Tue Jun 27 06:56:57 PDT 2006

Hi!

Your problem sounds like the standard problem you have with comments.
You simply want to skip them. Usually you do this using the lexer.

Isn't that possible? Do you need the parser stage to really determine
which parts you can ignore and which not? If so are you really sure
this is the case?

Oliver

2006/6/20, Milan Durovic <milan at milica.com.au>:
> Hi,
>
> I am trying to use ANTLR to parse files that are mostly structured
> (being generated by another program), but here and there have some text
> that's nearly free form, as it is basically user-input.

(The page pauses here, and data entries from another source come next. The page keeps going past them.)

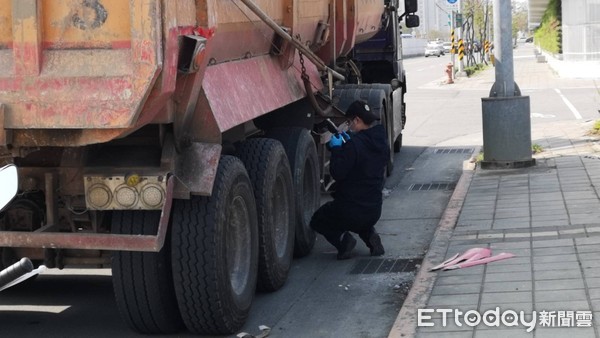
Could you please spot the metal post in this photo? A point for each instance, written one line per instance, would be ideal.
(503, 53)
(454, 42)
(461, 63)
(506, 114)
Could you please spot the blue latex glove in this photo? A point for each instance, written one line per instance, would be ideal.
(345, 135)
(335, 141)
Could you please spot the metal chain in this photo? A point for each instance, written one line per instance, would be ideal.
(303, 68)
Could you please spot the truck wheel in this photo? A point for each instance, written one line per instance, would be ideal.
(398, 144)
(142, 280)
(215, 252)
(269, 171)
(304, 162)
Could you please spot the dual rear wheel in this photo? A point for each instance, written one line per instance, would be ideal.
(221, 248)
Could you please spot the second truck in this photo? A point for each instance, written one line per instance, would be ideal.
(182, 142)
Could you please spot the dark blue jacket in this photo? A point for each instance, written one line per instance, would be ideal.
(358, 168)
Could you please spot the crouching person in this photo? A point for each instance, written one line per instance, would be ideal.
(357, 163)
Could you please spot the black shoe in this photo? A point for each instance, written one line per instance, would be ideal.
(347, 245)
(375, 245)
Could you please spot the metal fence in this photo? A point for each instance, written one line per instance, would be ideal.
(581, 30)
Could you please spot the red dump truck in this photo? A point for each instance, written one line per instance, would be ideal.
(182, 142)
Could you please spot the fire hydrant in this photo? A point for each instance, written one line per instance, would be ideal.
(449, 71)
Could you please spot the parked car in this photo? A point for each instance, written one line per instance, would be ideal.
(434, 50)
(447, 46)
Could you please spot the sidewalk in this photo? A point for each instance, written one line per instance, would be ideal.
(547, 215)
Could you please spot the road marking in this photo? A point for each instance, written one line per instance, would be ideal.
(570, 105)
(543, 116)
(34, 308)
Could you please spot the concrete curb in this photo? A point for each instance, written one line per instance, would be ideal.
(406, 322)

The place where
> this unstructured text appears within the structured varies, but is
> defined by the grammar.
>
> Ideally, what I would like to do, at the point in parsing when I know
> that unstructured text follows, is to simply read enough characters
> (these are fix-width fields, so I know how many I need to read), so that
> parsing of the structured text can continue.
>
> The problem here are look-ahead tokens, where Lexer goes a bit ahead of
> the parser and chews up input characters in advance.
>
> The places where this unstructured text appears are such that there's no
> need to use look-ahead tokens to decide which grammar rule to apply.
>
> I used ANTLR for some simpler things. I also used Bison and Flex before
> and used Flex states to control grabbing characters when places with
> unstructured text are approached. But I'm not that familiar with ANTLR
> to know how to do it, or whether it's possible at all.
>
> I don't know if it would be possible to get the text of look-ahead
> tokens, discard them, and force lexer to continue from a different
> position in the input stream.
>
> Any help/hints/ideas are very much welcome.
>
> Milan
>